Monmouth County is one of six counties statewide that may have to revert to paper ballots for first-time voters because of a crush of last-minute registrations, today’s Star-Ledger reports.
From the article:
Warren, Atlantic, Bergen, Monmouth, Ocean and Salem counties recently began sending letters warning the voters that they are registered but must cast provisional paper ballots, said state Division of Elections spokeswoman Susan Evans. Other counties, including Morris and Somerset, may also require some voters to cast provisional ballots.
Elections Director Robert F. Giles said the only difference is that their provisional ballots will be counted Wednesday instead of election night.
“They’ll have a private booth off to the side with a privacy screen to fill out the ballot,” Giles said. “It’s a paper ballot and it gets put in a secure envelope. It just gets counted beginning the next day.”
Some counties were not able to include the names of voters in the poll books that are checked by election workers to verify eligibility if they handed in applications on or near the Oct. 14 deadline, Giles said.

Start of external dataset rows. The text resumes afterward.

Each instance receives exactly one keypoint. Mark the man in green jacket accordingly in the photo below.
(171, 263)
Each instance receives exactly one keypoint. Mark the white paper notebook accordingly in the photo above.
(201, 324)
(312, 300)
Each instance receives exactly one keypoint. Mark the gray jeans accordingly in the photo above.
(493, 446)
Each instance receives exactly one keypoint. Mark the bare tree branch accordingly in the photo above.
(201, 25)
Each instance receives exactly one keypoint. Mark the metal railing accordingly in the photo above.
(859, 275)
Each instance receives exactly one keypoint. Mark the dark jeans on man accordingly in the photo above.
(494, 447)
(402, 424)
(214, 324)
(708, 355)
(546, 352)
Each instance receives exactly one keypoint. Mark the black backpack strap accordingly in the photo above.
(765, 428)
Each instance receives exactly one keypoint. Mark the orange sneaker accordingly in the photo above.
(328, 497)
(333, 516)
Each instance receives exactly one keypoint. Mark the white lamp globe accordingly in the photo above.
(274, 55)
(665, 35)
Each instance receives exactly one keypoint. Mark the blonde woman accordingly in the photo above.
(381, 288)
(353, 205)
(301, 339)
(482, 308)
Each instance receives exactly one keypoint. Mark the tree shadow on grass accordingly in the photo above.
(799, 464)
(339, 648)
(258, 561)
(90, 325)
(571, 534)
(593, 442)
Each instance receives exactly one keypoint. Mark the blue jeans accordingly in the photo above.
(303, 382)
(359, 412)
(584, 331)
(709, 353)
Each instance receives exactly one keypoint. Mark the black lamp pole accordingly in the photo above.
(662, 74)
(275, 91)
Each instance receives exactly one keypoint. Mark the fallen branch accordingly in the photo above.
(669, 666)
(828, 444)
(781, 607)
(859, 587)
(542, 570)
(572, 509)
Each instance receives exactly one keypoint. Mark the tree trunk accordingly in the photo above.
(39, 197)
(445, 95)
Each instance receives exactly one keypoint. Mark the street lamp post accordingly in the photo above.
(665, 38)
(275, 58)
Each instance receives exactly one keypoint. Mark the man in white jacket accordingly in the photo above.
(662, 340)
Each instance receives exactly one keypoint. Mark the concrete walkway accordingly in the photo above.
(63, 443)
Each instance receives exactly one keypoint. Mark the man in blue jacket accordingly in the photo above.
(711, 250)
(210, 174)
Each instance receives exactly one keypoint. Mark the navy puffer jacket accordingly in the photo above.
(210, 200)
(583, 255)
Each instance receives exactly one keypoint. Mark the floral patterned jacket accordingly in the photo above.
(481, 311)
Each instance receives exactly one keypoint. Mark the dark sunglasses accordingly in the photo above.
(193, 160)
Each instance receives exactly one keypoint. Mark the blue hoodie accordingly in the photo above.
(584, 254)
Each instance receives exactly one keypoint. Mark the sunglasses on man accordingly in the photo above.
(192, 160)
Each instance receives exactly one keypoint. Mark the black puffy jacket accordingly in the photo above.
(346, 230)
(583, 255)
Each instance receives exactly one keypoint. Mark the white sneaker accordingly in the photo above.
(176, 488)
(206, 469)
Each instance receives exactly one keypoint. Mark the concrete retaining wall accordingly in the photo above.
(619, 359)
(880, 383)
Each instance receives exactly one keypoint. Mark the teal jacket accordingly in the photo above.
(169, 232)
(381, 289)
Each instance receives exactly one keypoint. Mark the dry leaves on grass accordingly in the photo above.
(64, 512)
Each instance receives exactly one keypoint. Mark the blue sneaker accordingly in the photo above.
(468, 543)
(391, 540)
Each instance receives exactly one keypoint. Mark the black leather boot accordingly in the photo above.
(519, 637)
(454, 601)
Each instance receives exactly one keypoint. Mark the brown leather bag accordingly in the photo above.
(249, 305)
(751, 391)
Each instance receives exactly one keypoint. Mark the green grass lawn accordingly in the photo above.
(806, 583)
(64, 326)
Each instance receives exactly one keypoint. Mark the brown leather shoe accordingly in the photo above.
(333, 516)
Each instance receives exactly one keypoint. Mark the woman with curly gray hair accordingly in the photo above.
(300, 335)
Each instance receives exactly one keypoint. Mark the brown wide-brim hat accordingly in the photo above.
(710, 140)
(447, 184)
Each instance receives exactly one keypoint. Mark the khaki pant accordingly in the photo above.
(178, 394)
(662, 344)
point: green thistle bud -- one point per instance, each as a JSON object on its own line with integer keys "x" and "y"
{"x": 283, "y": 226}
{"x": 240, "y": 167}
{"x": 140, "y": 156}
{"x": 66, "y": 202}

Most counties printed supplemental poll books to include the names of those who made it in just before the deadline, but some decided it was easier to have the voters cast provisional ballots.
“It’s not anything new. It happens in every election that some people vote by provisional ballot,” said Somerset County Election Supervisor Jerry Midgette. “They’re all valid registrations, and their votes will be counted. But the numbers were so large, we didn’t have time … to get them into the poll books so they can vote in the machines.”